Bon, alors, on est passé du chat d’un rabbin algérien à de la musique Yiddish !
J’adore ce Joann Sfar. Il est éclectique, intelligent, plein d’humour évidemment, et il est toujours là où on ne l’attend pas.
Sur mes vieux jours, il me donne le goût de la BD, parce que, me disais-je, ce n’est pas à mon âge qu’on se met à lire des BDs ! Sortie de Tintin, et d’Astérix, je suis une terre totalement à défricher. Et celle-là, en plus, c’est "une bande dessinée musicale" !
D’ailleurs, il l’écrit fort bien, ce Joann Sfar, que la BD, c’est une lecture difficile :
A l’instar du théâtre, la bande dessinée en demande beaucoup à son lectorat. Pour lire une bande dessinée, il faut non seulement disposer d’une imagination active mais également accepter une foule de conventions inhérentes au genre. Le spectateur de cinéma, c’est un mollasson, il n’a qu’à poser ses fesses sur le fauteuil et manger ce qu’on lui donne. Celui qui préfère les bandes dessinées ou le théâtre, lui, c’est un authentique travailleur. Il accepte qu’un seul acteur fasse toutes les voix, il feint de ne pas voir les coulisses, il fait crédit aux masques qu’on lui agite sous le nez, il entre dans une succession d’évènements dont l’horloge n’est pas le temps du monde. Vraiment, ce client-là, c’est un bon client.
dans les notes pour KLEZMER, tome I. Et il l’écrit, comme dans les BDs, à la main !
Je suis née dans une famille juive, avec un père Séfarade, et une mère Ashkenaze, l’un savait parler le Ladino (oui, oui, je sais, on dit le Judéo-Espagnol, le Ladino est une langue écrite, mais Ladino, c’est le mot qu’utilisait mon père), et l’autre le Yiddish (sans oublier le Polonais et du Russe qu’elle parlait aussi), et leur langue de rencontre, ça a été le français. Donc ma culture familiale, à part pour la Shoah que Séfarades et Ashkenazes partagent, c’est le français.

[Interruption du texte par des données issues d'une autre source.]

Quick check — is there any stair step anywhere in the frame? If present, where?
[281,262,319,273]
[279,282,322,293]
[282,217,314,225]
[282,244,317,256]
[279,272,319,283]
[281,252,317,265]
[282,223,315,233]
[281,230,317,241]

Est-ce que je me retrouve dans les personnages de Joann Sfar ? Sans doute, mais pas à cause de mes origines, plutôt parce qu’ils ont quelque chose d’universel.
Bref, je m’en vais offrir à ma fille, pour son anniversaire… KLEZMER, Bon anniversaire, Scylla ! –le tome 2. Comme ça, je pourrai le lire après.
- Le site officiel de Joann Sfar ici
PS Un mot sur le format du livre, qui n’est pas le format habituel de la BD, on dirait plutôt un journal, du type journal de voyage. Bref une très belle présentation, en plus du contenu.